香りの系統はハーバル系に属し、成分にメントールが含まれているため、清涼感のあるフレッシュで爽やかな香りが特徴で、爽やかさの中にほのかな甘さを感じられるのもペパーミントの魅力です。
香りの強さは中~強程度で、持続力は最初に強く引き立つ、トップ~ミドルノートです。
ペパーミント精油の成分・効能

ペパーミント精油の主な成分は、メントール、フラボノイド、タンニン、ミントポリフェノールなどです。
特に、清涼感を出すメントールを50~60%も含み、鎮痛・鎮痒・冷却・防腐作用などがあることから、湿布や軟膏など医療分野でも使用されています。
ペパーミント精油の効能を詳しくみてみましょう。
胃腸のはたらきを改善
ペパーミントには、消化液のひとつである胆汁の分泌促進を強化し、消化器の働きを促進させる効果があるとされ、胃もたれや胸やけ、吐き気などを緩和するのに効果的とされています。
また、胃の筋肉をリラックスさせ、胃痙攣を予防するはたらきや、過敏性腸症候群の症状を緩和する効果が期待されています。
参考:「ペパーミント」特定非営利活動法人 日本メディカルハーブ協会
リラックス・リフレッシュ効果
ペパーミントの清涼感ある香りには、神経の疲労やうつ状態などには気分をリフレッシュさせ、怒りなどの精神が興奮している状態などには神経を鎮めるなど、気持ちを落ち着かせる作用があるとされています。
また、ペパーミントの刺激性のある香りには、脳を活性化させ集中力を高めるはたらきがあるとされています。
アレルギー症状・花粉症の緩和
ペパーミントに含まれているポリフェノールの一種であるルテオリン-7-O-ルチノサイドには、鼻の粘膜の腫れを抑制する作用など、アレルギー症状を緩和する効果が期待でき、花粉症の予防や改善に効果的だとされています。

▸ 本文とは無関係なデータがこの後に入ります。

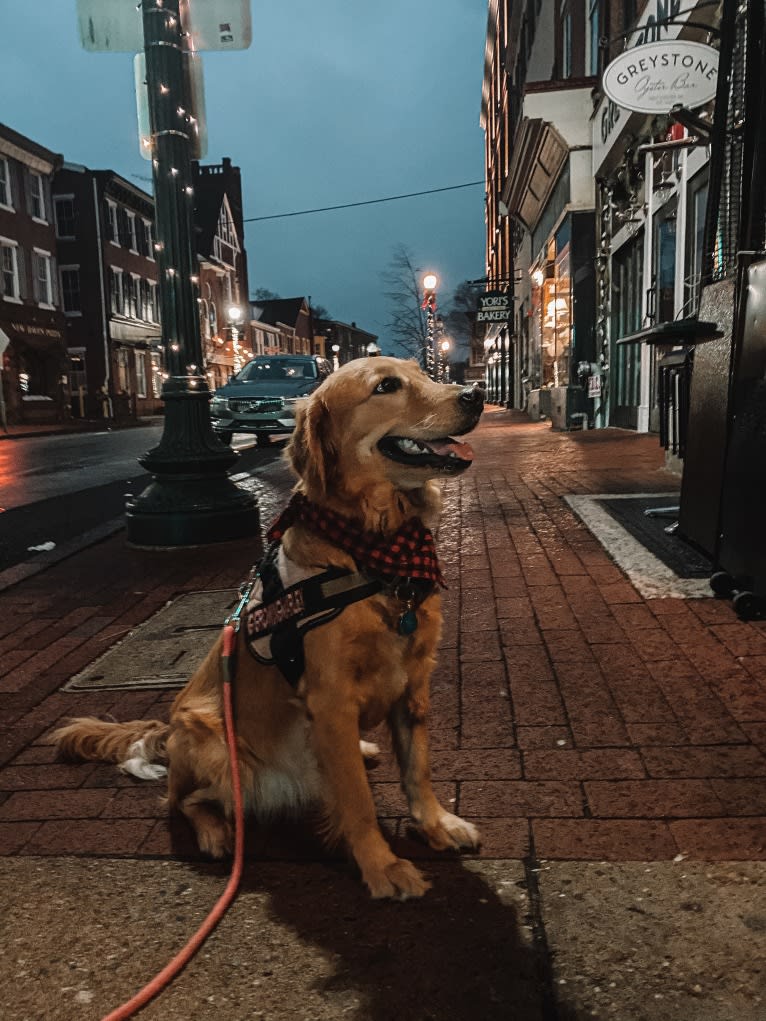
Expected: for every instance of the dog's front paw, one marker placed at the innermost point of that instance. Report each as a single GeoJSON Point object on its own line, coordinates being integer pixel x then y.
{"type": "Point", "coordinates": [450, 832]}
{"type": "Point", "coordinates": [398, 879]}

ルテオリン-7-O-ルチノサイドは、ミントポリフェノールとも呼ばれており、ペパーミント以外のミントにはほとんど含まれていません。
参考:「ラットの実験的アレルギー性鼻炎に対するペパーミント(Mentha piperita L.)抽出物の効果」National Library of Ⅿedicine
皮膚の炎症の緩和
ペパーミントは、多くの特性を持つことで知られており、アロマテラピーや入浴剤、洗口液、歯磨き粉、局所用製剤に使用されます。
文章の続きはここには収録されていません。